The original staff included Lowell Chun-Hoon (first editor in chief), Don Nakanishi (first publisher), and a number of Yale University students who were involved in the Yale University Asian Americans Students Association. Within a few months of its founding, Amerasia Journal was relocated to the Asian American Studies Center at UCLA. Starting with Amerasia Journal 1.3, the journal was for two years was a joint publication of the Yale Asian American Students Association and UCLA. UCLA's Asian American Center took primary control of the journal in 1973 and continues to publish and house the journal to this day.
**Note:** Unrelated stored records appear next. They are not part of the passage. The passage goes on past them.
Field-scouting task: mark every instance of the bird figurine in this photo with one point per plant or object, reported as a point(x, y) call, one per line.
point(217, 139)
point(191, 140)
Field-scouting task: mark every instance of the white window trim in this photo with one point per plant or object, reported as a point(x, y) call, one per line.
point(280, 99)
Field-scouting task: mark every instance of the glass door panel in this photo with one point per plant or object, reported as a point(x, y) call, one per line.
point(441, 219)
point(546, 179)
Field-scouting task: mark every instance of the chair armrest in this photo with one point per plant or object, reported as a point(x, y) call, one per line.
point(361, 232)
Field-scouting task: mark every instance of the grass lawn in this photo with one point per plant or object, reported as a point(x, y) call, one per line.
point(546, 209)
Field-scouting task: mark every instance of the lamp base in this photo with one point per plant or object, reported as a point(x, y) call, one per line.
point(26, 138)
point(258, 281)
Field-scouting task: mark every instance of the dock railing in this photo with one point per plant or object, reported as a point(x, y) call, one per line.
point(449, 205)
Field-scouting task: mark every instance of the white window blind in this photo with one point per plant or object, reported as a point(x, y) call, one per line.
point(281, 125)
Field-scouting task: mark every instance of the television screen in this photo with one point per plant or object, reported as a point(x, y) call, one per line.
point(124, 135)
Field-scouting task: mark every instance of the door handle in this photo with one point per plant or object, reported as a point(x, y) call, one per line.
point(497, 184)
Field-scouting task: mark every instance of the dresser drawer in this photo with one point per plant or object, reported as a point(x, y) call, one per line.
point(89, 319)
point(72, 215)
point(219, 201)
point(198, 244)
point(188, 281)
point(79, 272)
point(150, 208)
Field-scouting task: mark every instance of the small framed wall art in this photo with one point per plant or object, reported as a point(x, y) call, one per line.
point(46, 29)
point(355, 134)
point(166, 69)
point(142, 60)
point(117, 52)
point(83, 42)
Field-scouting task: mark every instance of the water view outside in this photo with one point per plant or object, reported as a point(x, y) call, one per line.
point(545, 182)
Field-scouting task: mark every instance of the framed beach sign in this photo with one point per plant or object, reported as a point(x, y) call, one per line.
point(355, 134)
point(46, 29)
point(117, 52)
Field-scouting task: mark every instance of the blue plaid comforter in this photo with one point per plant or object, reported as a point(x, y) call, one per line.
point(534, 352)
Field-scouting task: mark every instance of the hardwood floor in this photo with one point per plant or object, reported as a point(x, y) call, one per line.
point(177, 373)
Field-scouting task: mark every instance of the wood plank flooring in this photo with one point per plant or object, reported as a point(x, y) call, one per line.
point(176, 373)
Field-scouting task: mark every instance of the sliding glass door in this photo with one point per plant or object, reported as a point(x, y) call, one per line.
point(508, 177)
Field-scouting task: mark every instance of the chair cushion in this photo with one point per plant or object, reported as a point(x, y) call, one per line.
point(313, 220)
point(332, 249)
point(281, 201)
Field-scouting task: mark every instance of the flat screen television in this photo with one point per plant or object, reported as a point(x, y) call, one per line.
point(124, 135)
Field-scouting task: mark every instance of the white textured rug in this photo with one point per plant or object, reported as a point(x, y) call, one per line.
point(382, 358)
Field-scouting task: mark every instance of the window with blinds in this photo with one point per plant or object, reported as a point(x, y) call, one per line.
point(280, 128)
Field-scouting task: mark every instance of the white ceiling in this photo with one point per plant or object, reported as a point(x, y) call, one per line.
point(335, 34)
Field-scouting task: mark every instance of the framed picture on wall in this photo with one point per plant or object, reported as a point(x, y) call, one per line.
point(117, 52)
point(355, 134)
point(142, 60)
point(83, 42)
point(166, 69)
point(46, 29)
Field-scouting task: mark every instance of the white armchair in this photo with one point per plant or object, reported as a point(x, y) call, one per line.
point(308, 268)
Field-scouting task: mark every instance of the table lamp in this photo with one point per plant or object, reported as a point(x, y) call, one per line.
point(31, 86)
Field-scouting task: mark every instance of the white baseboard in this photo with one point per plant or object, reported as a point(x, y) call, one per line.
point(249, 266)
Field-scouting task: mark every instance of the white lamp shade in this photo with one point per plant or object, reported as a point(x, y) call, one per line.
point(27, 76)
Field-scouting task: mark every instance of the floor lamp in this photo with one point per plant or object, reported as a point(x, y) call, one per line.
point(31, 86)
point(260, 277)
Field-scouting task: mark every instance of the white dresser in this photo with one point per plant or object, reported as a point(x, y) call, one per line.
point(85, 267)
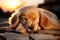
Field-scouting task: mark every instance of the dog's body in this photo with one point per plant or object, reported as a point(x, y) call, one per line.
point(32, 19)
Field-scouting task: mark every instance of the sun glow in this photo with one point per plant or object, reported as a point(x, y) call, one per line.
point(13, 3)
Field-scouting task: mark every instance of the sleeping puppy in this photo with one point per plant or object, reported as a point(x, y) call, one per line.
point(30, 19)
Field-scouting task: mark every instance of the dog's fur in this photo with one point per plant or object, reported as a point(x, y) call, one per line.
point(32, 19)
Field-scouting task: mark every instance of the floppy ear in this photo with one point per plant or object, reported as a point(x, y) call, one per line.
point(48, 19)
point(13, 20)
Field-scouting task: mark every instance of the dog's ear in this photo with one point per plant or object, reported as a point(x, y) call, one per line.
point(48, 20)
point(13, 20)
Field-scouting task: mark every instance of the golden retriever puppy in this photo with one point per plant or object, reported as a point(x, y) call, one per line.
point(29, 18)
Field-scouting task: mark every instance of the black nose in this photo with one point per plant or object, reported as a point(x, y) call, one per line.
point(31, 27)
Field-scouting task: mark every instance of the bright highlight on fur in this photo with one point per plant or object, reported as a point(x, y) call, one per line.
point(33, 18)
point(12, 5)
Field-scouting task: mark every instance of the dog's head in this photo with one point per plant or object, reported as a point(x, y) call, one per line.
point(29, 16)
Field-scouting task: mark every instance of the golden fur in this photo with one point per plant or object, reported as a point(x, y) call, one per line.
point(33, 16)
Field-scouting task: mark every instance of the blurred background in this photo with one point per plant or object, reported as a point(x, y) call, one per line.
point(7, 7)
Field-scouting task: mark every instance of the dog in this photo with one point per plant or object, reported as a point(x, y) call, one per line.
point(30, 19)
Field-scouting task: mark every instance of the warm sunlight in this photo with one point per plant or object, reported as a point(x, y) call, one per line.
point(13, 3)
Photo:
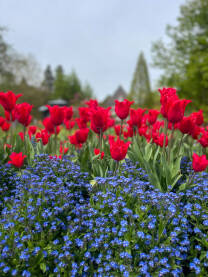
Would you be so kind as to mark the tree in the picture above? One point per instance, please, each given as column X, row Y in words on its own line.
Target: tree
column 48, row 82
column 69, row 87
column 87, row 91
column 184, row 60
column 5, row 59
column 140, row 86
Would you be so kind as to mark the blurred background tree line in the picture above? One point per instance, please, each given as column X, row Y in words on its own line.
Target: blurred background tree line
column 21, row 74
column 183, row 60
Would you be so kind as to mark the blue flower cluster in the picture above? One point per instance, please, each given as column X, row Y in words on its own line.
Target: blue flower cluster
column 57, row 223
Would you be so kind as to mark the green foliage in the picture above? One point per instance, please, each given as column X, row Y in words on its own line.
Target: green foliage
column 184, row 60
column 140, row 86
column 69, row 87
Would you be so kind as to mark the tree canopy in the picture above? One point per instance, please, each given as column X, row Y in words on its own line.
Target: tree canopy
column 140, row 86
column 184, row 59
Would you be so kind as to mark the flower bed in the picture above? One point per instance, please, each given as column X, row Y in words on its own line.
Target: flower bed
column 95, row 198
column 55, row 223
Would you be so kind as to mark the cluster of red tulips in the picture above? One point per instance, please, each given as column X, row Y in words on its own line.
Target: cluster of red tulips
column 141, row 123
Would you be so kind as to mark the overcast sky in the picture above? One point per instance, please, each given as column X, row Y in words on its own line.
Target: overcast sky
column 100, row 39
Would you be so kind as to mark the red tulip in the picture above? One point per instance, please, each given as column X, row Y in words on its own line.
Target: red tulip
column 97, row 152
column 5, row 126
column 167, row 97
column 199, row 163
column 117, row 129
column 84, row 114
column 159, row 139
column 44, row 136
column 204, row 139
column 81, row 135
column 63, row 149
column 129, row 133
column 99, row 119
column 152, row 116
column 175, row 112
column 56, row 114
column 10, row 116
column 118, row 149
column 32, row 129
column 22, row 113
column 2, row 120
column 69, row 124
column 136, row 117
column 186, row 125
column 8, row 100
column 198, row 117
column 82, row 124
column 21, row 134
column 122, row 108
column 17, row 159
column 92, row 104
column 47, row 123
column 73, row 140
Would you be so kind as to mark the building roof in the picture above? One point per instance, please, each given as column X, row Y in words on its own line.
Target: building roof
column 119, row 94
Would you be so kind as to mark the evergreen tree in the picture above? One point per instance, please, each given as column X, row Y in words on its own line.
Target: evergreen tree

From its earliest issues, there is considerable interaction with writers involved in other Asian American magazines. Warren Furutani, who regularly wrote for Gidra, was interviewed in Amerasia 1.1. Yuji Ichioka, a faculty member at UCLA who also published in Gidra, published an essay on early Issei settlers in Amerasia Journal 1.2. Linda Shin's essay on "Koreans in America, 1903-1945" (Amerasia 1.3) was republished in Roots: An Asian American Reader in 1971. And the same issue of Amerasia Journal also contained a review of an anthology published by students at UC Berkeley, simply identified as Asian Women.
Over time, the provocative style adopted by many writers in early issues of Amerasia Journal (see especially the essays by Ben R. Tong) gave over to a more professionalized academic style. In its first three years, however, Amerasia Journal had a pronounced activist slant despite its status as the most 'academic' of the new Asian American magazines.